Disclosure obligations

The Directive will require each member state to ensure that courts or other administrative authorities can, upon the request of one of the parties, order the other or even a third party to disclose relevant evidence in accordance with national procedural rules. It is unclear how this concept will interact with existing rules in countries whose discovery rules are more limited, but it is another factor that may lead to forum-shopping (with claimants seeking to bring claims in countries with generous disclosure procedures). A fragmented discovery regime between different markets will likely create risks in terms of document management.

What will the future EU collective redress regime look like?

We are not going to see a single or uniform pan-European collective action regime. Here are our predictions for how implementation will play out in certain key European markets.

In Austria, the current government has welcomed the European Union’s approach and the Directive. However, to date, it is unclear how far the Austrian legislator will go and how strict it will adhere to the Directive. In its agenda the Austrian government has already given some indications on the implementation of the Directive, namely:

  • maintain the available types of collective actions; 
  • adhere to the opt-in principle;
  • set high quality thresholds for potential claimant organisations to become QEs; and 
  • maintain the loser pays principle and the possibility of third-party-litigation funding.
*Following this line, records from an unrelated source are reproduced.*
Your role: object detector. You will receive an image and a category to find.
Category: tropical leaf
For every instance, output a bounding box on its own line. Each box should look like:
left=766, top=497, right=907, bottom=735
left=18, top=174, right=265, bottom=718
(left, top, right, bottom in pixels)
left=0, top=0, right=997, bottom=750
In Belgium, the implementation of the Directive will not lead to major changes as Belgian law already has a class action regime in place since 1 September 2014 that has anticipated most of the measures of the Directive. Belgian law allows for aggregated individual consumer, self-employed or SME complaints to be brought in a single court action with an opt-in or opt-out system to be agreed between the parties or decided by the judge. The Belgian current regime will only need to be amended to implement certain elements such as: 

  • the distinction between qualified entities entitled to bring domestic actions from those entitled to bring cross-border actions; and 
  • the provisions dealing with the funding of the qualified entities.

In France, the implementation of the Directive should not revolutionize the regime but is likely to create an opportunity to make it more efficient and attractive. A September 2020 draft bill has suggested various proposals to improve the French regime: 

  • adopt a single general framework vs. the five existing systems;
  • increase the number of qualified entities;
  • enable compensation of all kind of damage;
  • introduce loser pays rule vs. current rule where the winning party recovers a marginal portion of its costs; and 
  • introduction of a civil fine corresponding to a fraction of the company’s turnover.

In Germany, a new type of collective consumer action (Musterfeststellungsklage – Declaratory Model Action, DMA) was introduced in 2018 which provided for declaratory relief in an opt-in class action framework. However, the current DMA does not meet all the requirements set out in the Directive and differs in its scope. Germany therefore has to either adapt the legal framework regarding the DMA or alternatively introduce a new type of representative action in order to implement the standards set out in the Directive.

In Spain, the key topic remains for the Spanish legislator election of opt-in or opt out mechanism, the definition of the type of association that will be entitled to file the claims, the regulation of third party litigation funding and the implementation of the loser-pays principle, which is rarely enforced in Spain by courts and, actually only involves a proportion of the costs of the defendant.

In the UK, the Directive is unlikely to be implemented. The timing of the Directive means it will not form part of the retained law when the UK leaves the EU, and the UK is not under any obligation to adopt it. There also does not appear to be any particular political will to implement the Directive in the UK, likely because there are already relatively established regimes for bringing collective actions, such as group litigation orders and representative actions.